Now she’s had enough, I guess, stuffed enough into her cheeks, and she’s up sitting immodestly up on the pole, chewing as fast as she can. Two chickens catch what she drops.

I think our afternoon squirrel is anxious about getting caught, but that’s probably because I’m anxious myself about getting caught UP in what amount to momentary conflicts – political, relational, theological. My buddy Dan sent Robin Williams to me this morning in his Chiara Light newsletter, giving me space to rest and laugh instead of cry or moan-and-groan. Listen: only two minutes to still your soul.

Take nothing for the journey, Jesus told his friends.

Not a walking stick, not a sack, no food, no money

Wherever you are welcomed, stay there. If you are not welcomed, shake the dust off your feet.

And with Jesus’ simple but urgent guidance Jesus’ disciples set out, proclaiming the good news and healing people everywhere they went.

Saint Pius of Pietrelcina, better known as Padre Pio, began his healing ministry in 1925, and opened “la casa sollievo della sofferenza” in 1956. His “home for the relief of suffering” continues to touch bodies and souls. Learning from his own often unstable life, the padre became famous for his simple (but urgent) guidance for spiritual peace. Each piece has great merit, but if taken together … mamma mia!

  1. Confession every week
  2. Communion every day
  3. Lectio divina (spiritual reading)
  4. Meditation (often called centering prayer)
  5. Examen (general examination of conscience once or twice a day)
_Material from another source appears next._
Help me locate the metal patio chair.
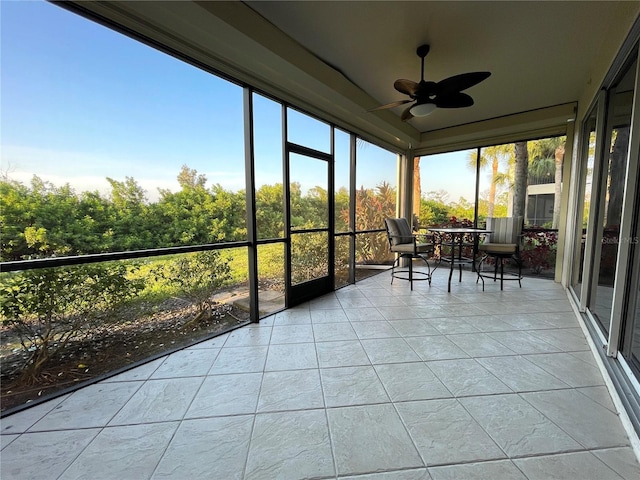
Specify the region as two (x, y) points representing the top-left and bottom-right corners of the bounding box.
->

Every word of God is tested

He is a shield to those who take refuge in him.

In the morning, when I rise … in the morning, when I rise, I pray and shower and begin the day. News on my phone breaks in on me. I don’t have to read it, but I often do. This morning Richard Rohr suggested I take in less news for the next few months. I agreed with him, but one minute later a headline was too much for me to resist.

Fr. Richard is right. Fr. Pio is right. There are no options here.

Here is some of Rohr’s “simple but urgent guidance” to get us through:

Stand as a sentry at the door of your senses for these coming months, so “the blood-dimmed tide” cannot make its way into your soul.

If you allow it for too long, it will become who you are, and you will no longer have natural access to the “really deep well” that Etty Hillesum returned to so often and that held so much vitality and freedom for her.

If you will allow, I recommend for your spiritual practice for the next four months that you impose a moratorium on exactly how much news you are subject to—hopefully not more than an hour a day of television, social media, internet news, magazine and newspaper commentary, and/or political discussions. It will only tear you apart and pull you into the dualistic world of opinion and counter-opinion, not Divine Truth, which is always found in a bigger place.

Instead, I suggest that you use this time for some form of public service, volunteerism, mystical reading from the masters, prayer—or, preferably, all of the above.  You have much to gain now and nothing to lose. Nothing at all. And the world—with you as a stable center—has nothing to lose, and everything to gain.